Did Tencent just build a way around the Great Firewall of China?

Tencent, China’s largest tech company, just launched a multilingual version of its chat platform QQ on Facebook. QQ is the Chinese equivalent of Yahoo Messenger, circa 2003—only it has 800 million active users. And the version of QQ that Tencent made for Facebook isn’t much different: Its core function is pretty much the same as Facebook’s own chat function.

Wait. Why would anyone use an app in Facebook that does pretty much exactly the same thing as Facebook chat?

Because the Chinese government blocks Facebook and has since 2009. The QQ app makes it so Facebook users outside of China can chat with friends both inside and outside of the country without having to leave the Facebook screen.

So does that mean the throngs of Chinese government censors monitoring QQ for “sensitive” content will now be “correcting errors in public opinion” on Facebook, too?

The answer to this question has two major implications. First, there’s the question of whether Tencent’s obligation as a Chinese company to monitor speech on its platforms extends to QQ conversations on Facebook involving non-Chinese people outside of China. Based on the Chinese government’s ongoing surveillance of Google, the signs certainly seem to point to yes. Plus, WeChat had barely begun to take off overseas before users noticed the blocking of “sensitive words” in the app.

Second, though, is whether Tencent’s duty to censor extends to Chinese nationals outside of China. It’s not a small demographic. For instance, nearly 200,000 Chinese students study in the US each year, and you can bet nearly every single one of them gets a Facebook account even before their student ID cards are minted. Meanwhile, a rapidly rising proportion of overseas students are returning to China after graduation. Will these people need to watch what they say on Facebook now?

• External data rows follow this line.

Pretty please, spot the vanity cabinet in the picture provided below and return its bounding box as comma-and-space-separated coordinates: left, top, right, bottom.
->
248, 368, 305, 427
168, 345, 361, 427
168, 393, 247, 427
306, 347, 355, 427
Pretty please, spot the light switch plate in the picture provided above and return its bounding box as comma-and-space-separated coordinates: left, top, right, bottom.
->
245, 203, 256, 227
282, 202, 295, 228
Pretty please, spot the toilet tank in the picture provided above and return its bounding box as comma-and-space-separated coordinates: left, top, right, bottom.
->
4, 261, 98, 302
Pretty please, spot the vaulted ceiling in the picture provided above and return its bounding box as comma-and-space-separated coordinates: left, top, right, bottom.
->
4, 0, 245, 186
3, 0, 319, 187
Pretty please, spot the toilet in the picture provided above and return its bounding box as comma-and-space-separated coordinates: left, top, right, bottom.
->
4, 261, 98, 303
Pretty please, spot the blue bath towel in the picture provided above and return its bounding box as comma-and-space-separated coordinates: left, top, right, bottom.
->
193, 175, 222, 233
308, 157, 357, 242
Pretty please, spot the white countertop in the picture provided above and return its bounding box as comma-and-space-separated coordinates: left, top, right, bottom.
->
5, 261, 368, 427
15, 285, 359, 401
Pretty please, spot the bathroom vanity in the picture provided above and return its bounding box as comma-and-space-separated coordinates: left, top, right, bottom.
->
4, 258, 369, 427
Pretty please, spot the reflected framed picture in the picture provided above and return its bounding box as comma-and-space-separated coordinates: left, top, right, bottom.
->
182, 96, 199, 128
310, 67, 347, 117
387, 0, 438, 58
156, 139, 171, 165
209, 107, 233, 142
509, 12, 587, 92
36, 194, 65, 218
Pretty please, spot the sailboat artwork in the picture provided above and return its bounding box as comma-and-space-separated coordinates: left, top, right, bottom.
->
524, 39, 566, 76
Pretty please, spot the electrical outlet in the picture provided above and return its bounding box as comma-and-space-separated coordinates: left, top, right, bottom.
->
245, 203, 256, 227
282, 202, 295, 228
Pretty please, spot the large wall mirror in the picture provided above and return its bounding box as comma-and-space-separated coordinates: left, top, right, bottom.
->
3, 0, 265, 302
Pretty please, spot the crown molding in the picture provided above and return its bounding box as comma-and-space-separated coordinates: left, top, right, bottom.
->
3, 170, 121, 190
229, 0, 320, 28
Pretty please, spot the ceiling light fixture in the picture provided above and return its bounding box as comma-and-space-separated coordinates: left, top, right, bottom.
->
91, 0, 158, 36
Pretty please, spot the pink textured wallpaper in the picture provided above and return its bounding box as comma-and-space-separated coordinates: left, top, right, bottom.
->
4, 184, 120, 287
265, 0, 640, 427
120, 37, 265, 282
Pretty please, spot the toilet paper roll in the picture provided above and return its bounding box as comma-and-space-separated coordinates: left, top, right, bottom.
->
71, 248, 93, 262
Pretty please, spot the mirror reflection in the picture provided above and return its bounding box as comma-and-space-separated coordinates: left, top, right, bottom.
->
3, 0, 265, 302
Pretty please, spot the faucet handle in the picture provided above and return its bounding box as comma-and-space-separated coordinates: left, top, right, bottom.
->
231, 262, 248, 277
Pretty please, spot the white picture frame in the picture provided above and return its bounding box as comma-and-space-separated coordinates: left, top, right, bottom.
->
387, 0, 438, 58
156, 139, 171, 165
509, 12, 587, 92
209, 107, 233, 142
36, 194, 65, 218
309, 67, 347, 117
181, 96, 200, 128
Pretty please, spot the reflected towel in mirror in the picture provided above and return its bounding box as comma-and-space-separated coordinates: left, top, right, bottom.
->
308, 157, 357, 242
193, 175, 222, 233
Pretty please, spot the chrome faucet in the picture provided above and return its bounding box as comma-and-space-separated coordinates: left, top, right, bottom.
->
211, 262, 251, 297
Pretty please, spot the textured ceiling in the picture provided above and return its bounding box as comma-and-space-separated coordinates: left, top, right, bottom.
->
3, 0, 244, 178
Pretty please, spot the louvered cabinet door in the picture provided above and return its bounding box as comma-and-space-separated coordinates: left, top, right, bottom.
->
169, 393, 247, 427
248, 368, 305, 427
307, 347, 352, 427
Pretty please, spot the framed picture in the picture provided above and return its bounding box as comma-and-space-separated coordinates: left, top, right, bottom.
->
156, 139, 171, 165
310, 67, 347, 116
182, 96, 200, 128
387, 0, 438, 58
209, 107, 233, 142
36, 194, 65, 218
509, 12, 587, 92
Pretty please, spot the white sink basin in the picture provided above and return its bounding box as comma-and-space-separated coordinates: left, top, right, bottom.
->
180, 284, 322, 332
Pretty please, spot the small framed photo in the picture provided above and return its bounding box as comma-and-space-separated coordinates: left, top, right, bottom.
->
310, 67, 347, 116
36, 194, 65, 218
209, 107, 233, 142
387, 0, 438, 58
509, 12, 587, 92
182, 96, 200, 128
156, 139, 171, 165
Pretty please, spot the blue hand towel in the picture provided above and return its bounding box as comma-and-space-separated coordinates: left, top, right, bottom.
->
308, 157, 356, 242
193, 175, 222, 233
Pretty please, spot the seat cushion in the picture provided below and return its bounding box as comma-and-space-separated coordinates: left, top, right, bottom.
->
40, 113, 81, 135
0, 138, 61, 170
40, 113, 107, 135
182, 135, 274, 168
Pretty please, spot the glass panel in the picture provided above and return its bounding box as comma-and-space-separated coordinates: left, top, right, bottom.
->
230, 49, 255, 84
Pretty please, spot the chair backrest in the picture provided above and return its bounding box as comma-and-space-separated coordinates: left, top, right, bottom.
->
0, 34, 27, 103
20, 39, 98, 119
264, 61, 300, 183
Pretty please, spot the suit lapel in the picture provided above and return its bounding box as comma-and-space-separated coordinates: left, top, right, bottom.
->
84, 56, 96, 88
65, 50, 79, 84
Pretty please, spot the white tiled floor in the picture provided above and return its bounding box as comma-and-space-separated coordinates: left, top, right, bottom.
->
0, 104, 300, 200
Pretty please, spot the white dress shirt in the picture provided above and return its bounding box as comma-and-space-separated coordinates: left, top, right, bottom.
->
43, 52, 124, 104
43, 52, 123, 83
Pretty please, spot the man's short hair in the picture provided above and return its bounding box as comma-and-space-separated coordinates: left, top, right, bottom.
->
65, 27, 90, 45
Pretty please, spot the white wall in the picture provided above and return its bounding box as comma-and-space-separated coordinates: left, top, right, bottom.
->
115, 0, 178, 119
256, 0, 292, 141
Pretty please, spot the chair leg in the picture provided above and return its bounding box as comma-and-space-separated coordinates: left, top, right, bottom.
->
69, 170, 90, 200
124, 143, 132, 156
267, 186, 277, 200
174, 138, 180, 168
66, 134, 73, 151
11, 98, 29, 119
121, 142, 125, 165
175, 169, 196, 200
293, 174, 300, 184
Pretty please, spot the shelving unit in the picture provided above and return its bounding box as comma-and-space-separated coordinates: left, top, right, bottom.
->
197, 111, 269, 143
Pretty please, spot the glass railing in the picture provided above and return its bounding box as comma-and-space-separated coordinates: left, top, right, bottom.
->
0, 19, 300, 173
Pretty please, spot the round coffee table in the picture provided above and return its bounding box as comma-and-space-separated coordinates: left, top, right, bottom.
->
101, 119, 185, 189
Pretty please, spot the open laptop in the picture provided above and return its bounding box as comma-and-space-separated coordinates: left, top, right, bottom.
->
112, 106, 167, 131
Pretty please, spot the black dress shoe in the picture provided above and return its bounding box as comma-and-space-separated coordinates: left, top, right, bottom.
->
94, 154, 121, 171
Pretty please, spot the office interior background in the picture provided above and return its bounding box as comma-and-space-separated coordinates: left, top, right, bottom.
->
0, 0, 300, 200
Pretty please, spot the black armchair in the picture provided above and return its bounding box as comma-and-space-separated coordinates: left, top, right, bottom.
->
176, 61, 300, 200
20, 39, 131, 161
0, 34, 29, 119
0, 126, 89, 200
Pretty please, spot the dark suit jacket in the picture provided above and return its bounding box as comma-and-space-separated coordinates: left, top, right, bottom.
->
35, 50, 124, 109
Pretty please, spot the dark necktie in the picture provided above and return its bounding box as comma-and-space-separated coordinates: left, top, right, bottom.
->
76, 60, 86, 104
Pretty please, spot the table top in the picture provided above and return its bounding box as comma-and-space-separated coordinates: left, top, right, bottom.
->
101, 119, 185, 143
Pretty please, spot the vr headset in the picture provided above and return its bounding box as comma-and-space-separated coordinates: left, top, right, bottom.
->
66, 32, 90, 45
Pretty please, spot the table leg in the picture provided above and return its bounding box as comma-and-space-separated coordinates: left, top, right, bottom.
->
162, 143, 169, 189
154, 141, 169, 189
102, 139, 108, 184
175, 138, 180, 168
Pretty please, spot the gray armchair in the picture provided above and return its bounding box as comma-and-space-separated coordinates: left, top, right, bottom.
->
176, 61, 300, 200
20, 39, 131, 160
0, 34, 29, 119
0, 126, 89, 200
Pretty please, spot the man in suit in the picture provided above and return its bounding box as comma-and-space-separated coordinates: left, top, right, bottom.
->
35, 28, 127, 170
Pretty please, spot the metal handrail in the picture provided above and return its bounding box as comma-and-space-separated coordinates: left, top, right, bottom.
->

Of course, unless the app gets some real traction, this is all theoretical. But even if Tencent doesn’t have to work out its policy right away, this problem looms for all Chinese companies looking to expand overseas. Chinese companies desperately want to go global. But if that means taking government surveillance of speech along with them, that’s going to prove a brutally tough sell—to foreigners and international Chinese people alike.